Some people spend months slowly building up the courage to file for divorce because they have grown increasingly miserable in their marriage. Other people realize immediately that divorce is necessary when their spouse becomes physically violent or they discover evidence of adultery.
Whether you slowly realize your marriage is no longer healthy or had an abrupt epiphany, filing for divorce won’t be easy. Even those fleeing violence and infidelity often experience intense emotional reactions to divorce. Thankfully, with the right focus, you can protect yourself from long-term emotional damage due to the end of your marriage.
Find a support group or counselor
The first thing that you need to do is recognize that you cannot process your emotions on your own. You need someone to let you know when you are making a mountain out of a molehill or judging yourself too harshly compared to how you view your ex’s behavior. A counselor or divorce support group can give you a crucial place to speak honestly about your feelings and sort through them.
Recognize that divorce is a major loss
Even if you cannot wait for the judge to finalize your divorce and set you free, you will still need to give yourself space to grieve. Learning about the five stages of grief and how they manifest, especially realizing they don’t always happen in order, can help you respond better to the intense emotions that will come up as you let go of this stage in your life.

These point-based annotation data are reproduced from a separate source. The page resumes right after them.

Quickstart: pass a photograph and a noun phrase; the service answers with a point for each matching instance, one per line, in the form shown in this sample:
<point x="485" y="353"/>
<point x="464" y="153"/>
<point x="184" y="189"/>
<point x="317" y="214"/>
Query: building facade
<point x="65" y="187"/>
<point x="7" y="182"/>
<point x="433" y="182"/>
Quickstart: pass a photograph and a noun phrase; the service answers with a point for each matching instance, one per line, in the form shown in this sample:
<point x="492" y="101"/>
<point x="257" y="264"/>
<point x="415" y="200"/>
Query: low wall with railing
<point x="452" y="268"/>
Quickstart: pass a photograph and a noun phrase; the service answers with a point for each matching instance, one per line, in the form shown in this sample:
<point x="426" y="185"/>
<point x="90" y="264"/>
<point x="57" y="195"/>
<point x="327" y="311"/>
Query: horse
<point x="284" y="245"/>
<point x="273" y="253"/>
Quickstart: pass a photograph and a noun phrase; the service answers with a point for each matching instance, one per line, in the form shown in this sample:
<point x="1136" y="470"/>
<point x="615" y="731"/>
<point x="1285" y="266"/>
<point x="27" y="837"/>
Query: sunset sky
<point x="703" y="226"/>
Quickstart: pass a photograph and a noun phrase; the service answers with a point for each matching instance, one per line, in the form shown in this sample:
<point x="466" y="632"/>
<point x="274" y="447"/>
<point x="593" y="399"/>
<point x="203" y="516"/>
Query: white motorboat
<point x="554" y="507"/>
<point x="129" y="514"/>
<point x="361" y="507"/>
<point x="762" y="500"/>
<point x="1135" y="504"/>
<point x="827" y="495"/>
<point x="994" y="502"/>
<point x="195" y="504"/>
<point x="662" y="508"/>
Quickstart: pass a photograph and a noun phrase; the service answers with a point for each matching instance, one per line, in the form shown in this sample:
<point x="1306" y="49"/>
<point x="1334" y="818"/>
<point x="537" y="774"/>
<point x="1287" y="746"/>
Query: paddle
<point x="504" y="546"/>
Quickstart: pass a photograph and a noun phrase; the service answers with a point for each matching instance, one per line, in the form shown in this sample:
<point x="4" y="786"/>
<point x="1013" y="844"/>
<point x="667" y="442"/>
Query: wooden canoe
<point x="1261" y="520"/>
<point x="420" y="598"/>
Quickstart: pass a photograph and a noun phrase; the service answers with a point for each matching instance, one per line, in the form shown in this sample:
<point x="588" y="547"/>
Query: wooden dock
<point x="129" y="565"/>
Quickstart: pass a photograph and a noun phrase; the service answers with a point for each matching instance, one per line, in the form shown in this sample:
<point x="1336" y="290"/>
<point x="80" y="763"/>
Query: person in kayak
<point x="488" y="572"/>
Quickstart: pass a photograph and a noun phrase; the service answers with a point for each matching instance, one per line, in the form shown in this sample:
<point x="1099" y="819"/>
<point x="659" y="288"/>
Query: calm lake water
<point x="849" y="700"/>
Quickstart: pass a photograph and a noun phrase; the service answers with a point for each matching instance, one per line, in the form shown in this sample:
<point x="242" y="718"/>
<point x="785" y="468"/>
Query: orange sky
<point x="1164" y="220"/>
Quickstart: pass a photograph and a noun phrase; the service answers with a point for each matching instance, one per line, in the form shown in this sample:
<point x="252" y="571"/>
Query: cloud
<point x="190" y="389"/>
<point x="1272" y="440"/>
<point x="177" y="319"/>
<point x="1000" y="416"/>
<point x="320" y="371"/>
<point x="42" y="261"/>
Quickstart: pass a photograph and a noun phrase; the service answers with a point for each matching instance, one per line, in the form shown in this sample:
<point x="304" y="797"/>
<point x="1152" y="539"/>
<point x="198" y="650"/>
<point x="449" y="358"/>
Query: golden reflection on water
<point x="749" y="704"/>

Few things will help someone sort through the devastation of divorce like creative work. Whether you want to try throwing pottery for the first time or start writing poetry again like you did in high school, recognize that creativity can be a healthy outlet for intense emotions. You don’t necessarily have to share what you create, but the very act of creation during emotional upheaval can be therapeutic.
Focus on the future
While you are in divorce limbo, your life may be more stressful than it will be after the courts finalize everything. You can’t look around at your temporary living arrangements and tell yourself that you have failed at life. You have to give yourself time to heal and rebuild. By focusing on what life will be like in a year, you can help keep positivity and gratitude in your life to counter the most negative feelings that arise.
Keeping things as rational and calm when planning for your divorce and interacting with your ex will let you minimize how your feelings affect your legal and financial circumstances. Giving yourself space to work through the emotional reactions you will have will make the process a little smoother and cleaner.